Now just what kind of chemicals and pollutants are we talking about here, what kind of chemicals and pollutants are being found in the sacred link tying mother to child? Here are some of the more dazzling participants:
- Mercury (harms brain development and function)
- Polychlorinated Naphthalenes (PCNs)
- found 50 kinds (Cause liver and kidney damage)
- Organochlorine pesticides (OCs)
- found 21 kinds (Causes cancer and many reproductive effects)
- Polychlorinated dibenzodioxins and furans (PCDD/F)
- found 11 kinds (highly toxic to developing endocrine [hormone] system)
- Polychlorinated biphenyls (PCBs)
- found 147 kinds (cause cancer and nervous system problems)

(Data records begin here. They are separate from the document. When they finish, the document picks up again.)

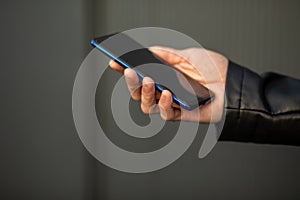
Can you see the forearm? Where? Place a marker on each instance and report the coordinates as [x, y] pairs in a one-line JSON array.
[[261, 109]]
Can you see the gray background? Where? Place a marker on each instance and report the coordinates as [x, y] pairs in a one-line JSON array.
[[42, 46]]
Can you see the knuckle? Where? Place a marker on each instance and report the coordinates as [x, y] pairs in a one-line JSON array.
[[144, 109], [136, 97]]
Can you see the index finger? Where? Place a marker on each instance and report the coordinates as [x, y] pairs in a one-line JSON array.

Old habits are hard to break, but we must collectively avoid the failure as a species to deal with these issues – which are tied intimately to our economic organization and our story telling about who we are and why we are here – in a comprehensive and systematic way. What else could shake our population into awareness and action more than this revelation that our industrial processes – from the way we grow our food to the way we manufacture those television sets that help us “unwind” – are literally poisoning the next generation of human life? It is not a valid defense to justify inaction on the basis of “everything causes cancer” – the only thing this means is that we need to collectively voice political support for adopting a precautionary principle. What does that mean? It means that instead of trying to regulate all the hazardous chemicals that are out there (largely impossible), we take the commonsense approach and allow only those chemicals to be used that can be proven to be harmless – harmless to human health and to the larger biotic community.
The following responses should be seriously reexamined and judged based on the relative extent to which they show genuine concern for the revelations described earlier:
- Free-marketer: “Just let the market handle this. If consumers don’t want cancer in their children’s umbilical cord blood – they should vote with their dollar and stop buying products with all of those dangerous chemicals in them. Otherwise, presumably, the consumer is getting what they want out of the exchange, and no further action is necessary. We need to be more concerned about the Nanny State coming into our living rooms.”
- Rational apologist: “It is a trade-off. Every human action causes environmental harm – and since we cannot refrain from action, we need to be able to accept a certain level of pollution as unavoidable. The most important thing is that we maximize our utility, which can only be accomplished through increasing our ability to purchase goods and services and hence our income. If we keep growing our economy, then the additional benefits of increased consumption will outweigh all other costs.”
It is my hope that the reason these kinds of responses are a threat and need to be seen as such is quite obvious, and if it is not then I have failed in my intention here. I could go on speaking about this topic, but I think it is better to hear someone else’s thoughts about this. Whether you agree or disagree with the message presented here, please comment and start a conversation. I might be wrong in some areas, too strong-headed or blinded of some other element at play here. Please, point it out, as only then can we move ourselves into a space of more informed dialogue and increase our sharing of cultural values and lessons. It is my belief that we need to wake up from the “American Dream” and start to consciously construct a new societal paradigm that re-formulates how we live, how we treat each other and most importantly – how we act towards future generations.